Benjamin Green, MD
Assistant Professor
Cancer Biology
University of Hawaii Cancer Center
Targeting CD29+ Tregs for liver cancer immunotherapy
Project Summary: Liver cancer is a highly prevalent and deadly form of cancer, both worldwide and particularly in the Pacific. A cure for liver cancer remains elusive. The aim of this study is to eliminate pro-cancer cells called regulatory T cells (Tregs) from the liver microenvironment in order to boost the activity of anti-cancer immune cells. We hypothesize that Treg elimination will benefit all patients suffering from liver cancer.
Donna-Marie Palakiko, PhD
Nursing
Nancy Atmospera-Walch School of Nursing
Developing a culturally tailored asthma mHealth tool for Native Hawaiians
Project Summary: Asthma is a breathing illness that occurs in many Native Hawaiians living in Hawai‘i. As a breathing illness, asthma is best cared for through proper use of medication, avoiding triggers which cause asthma (e.g. dust, pet dander, cockroach drippings, mold, etc.), and having current asthma information. During COVID-19, people were unable to get in person asthma information and began getting online health information. This project will ask caregivers of children with asthma, teenagers with asthma and adults with asthma who live in Hawai‘i to provide input on the re-design of an existing online health resource (asthma mHealth tool). We will work with Papa Ola Lokahi and their network of Native Hawaiian serving organizations to recruit individuals. Individuals will volunteer to participate, complete a short survey, and two talk story session. In return for their time, participants will receive an online gift card. Findings will inform the re-design of the asthma mHealth tool and the development of a future study. Findings will also be shared with the Native Hawaiian community through newsletters, social media posts and in articles.
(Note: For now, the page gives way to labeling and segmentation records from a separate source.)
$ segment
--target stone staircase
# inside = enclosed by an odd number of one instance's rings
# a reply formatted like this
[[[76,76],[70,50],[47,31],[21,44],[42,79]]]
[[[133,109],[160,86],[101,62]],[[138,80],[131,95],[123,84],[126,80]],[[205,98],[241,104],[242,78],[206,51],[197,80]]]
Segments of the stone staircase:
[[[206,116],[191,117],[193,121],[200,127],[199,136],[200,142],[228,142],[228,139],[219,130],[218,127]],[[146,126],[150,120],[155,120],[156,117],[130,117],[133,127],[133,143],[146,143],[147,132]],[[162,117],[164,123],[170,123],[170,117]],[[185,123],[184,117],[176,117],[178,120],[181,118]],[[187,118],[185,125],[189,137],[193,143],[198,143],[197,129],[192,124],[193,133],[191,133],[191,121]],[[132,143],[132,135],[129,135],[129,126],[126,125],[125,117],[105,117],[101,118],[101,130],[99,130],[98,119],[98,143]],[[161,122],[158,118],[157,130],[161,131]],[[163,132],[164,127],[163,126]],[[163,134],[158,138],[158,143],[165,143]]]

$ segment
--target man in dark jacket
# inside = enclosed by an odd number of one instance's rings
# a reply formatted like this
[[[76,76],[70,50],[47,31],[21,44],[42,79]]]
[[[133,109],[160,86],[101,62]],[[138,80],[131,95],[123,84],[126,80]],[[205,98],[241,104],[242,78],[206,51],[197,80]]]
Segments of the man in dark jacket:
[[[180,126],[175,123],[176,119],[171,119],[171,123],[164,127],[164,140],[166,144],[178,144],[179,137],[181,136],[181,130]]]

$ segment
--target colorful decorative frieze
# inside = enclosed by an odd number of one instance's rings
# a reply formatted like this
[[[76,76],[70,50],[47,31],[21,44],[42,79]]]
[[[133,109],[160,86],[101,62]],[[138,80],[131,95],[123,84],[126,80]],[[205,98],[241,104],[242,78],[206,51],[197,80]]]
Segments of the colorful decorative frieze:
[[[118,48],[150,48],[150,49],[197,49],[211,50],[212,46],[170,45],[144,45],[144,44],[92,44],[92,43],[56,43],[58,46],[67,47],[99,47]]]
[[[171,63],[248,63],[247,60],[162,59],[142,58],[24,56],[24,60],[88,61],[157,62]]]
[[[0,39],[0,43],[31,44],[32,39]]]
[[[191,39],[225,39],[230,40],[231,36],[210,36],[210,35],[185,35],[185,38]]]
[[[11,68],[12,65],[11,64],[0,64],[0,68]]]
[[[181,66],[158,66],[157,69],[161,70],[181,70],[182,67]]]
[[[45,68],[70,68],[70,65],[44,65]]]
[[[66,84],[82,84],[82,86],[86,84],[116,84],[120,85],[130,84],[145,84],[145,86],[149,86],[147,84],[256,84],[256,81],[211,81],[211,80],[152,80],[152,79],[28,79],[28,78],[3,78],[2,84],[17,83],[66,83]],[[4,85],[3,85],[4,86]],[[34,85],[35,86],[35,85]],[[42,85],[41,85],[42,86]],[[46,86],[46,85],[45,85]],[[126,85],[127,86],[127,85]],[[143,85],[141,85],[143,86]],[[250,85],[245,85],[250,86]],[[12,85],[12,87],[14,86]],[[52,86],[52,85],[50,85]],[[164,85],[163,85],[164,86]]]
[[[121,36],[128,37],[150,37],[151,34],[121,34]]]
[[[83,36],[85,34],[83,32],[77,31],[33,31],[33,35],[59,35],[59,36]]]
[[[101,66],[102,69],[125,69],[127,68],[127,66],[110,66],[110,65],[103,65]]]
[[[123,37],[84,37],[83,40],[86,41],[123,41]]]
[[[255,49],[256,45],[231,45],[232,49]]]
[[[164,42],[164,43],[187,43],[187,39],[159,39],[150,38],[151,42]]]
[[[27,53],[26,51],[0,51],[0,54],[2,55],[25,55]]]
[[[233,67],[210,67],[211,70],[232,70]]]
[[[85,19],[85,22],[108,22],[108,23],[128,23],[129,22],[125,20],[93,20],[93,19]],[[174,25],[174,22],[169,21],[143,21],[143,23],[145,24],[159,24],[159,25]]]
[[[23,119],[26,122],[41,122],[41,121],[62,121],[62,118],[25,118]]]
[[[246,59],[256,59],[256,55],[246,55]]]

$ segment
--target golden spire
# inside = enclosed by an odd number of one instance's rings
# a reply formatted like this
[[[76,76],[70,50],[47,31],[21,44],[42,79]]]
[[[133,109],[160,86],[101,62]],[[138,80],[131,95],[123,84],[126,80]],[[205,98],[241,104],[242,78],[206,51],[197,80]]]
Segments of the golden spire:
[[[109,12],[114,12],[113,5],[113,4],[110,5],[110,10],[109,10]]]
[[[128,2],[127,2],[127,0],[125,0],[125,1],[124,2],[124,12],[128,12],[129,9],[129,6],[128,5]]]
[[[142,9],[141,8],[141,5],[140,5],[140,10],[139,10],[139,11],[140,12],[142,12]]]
Simone Schmid, PhD, Msc, MPH
Post-doctoral Fellow
Office of Public Health Studies
Thompson School of Social Work & Public Health, UH Manoa
Chronic Disease & Health Promotion Division (CDHPD), Hawaii State Department of Health
Metabolic equivalent determinations (METs) for outrigger canoe paddling for health equity
Research Summary: Outrigger Canoe Paddling (“Paddling”) is a popular, culturally-relevant physical activity in Hawai‘i and beyond. Regular physical activity can reduce chronic disease, dementia, and early morbidity. Culturally-relevant practices, such as hula, can reduce disease risk and provide strong health benefits. Looking at existing cultural-relevant activities and their practitioners, is a strength-based public health approach, in comparison of using a deficiency-based lens. Paddling may hold similar promise as Hula but is understudied. In a critical research gap, the metabolic equivalents (METs) for paddling are not established. METs determine the metabolic intensity of a physical activity and provide comparative benchmarks with over 800 other physical activities for research and practice. This study will establish METs for paddling and will include people with disabilities who are often excluded in physical activity research or guidelines, for a cultural-relevant sport in Hawai‘i which has often been excluded from population-level surveillance data. Using best practice measurement (standard indirect-calorimetry procedures) coupled with cutting-edge tools we will: Establish Paddling METs for people with and without Spinal Cord Injury, using relative (easy, medium, hard) and/or absolute (canoe speed) references to paddling intensity. Given the high interest in the community for paddling, we will also communicate results to the extended community across canoe clubs in the state and other venues and with public health practitioners and policy makers to build momentum for this fruitful area of strength-based health promotion.
Peter Washington, PhD
Assistant Professor
Information and Computer Sciences
University of Hawaii at Manoa
Fair Artificial Intelligence for Breast Cancer Risk Prediction
Research Summary: While it is highly likely that AI models for breast cancer prediction are biased based on the countless examples in other medical AI domains, bias has not been quantified in AI analyses in this field. The nascent field of algorithmic fairness offers numerous solutions to bias which have yet to be applied to breast cancer AI. This project will first simulate the effect of varying the representation of age, gender, and race/ethnic groups on model bias within breast cancer imaging datasets. We will then develop and evaluate data augmentation strategies to improve fairness of cancer risk ML models. Finally, we will develop and evaluate a fairness regularizer in the ML model’s objective function to improve the fairness of cancer risk ML models. The methods explored in this pilot proposal have the potential to become standard practice in the larger field of AI for health and medical imaging.
Rosana Weldon, PhD
Associate Specialist Research Faculty
Office of Public Health Studies
Thompson School of Social Work & Public Health, UH Manoa
Restricted use pesticides in Hawaii: community concerns and health associations
Research Summary: Local food production is a priority for Hawaiʻi, but there are concerns around declining production, climate change, and health effects of pesticide use. This study will gather information from community members who reside near fields and growers to learn about health issues and current and future farming practices in light of climate change. In addition, this study will ecologically assess associations between pesticide use and health effects using GIS mapping.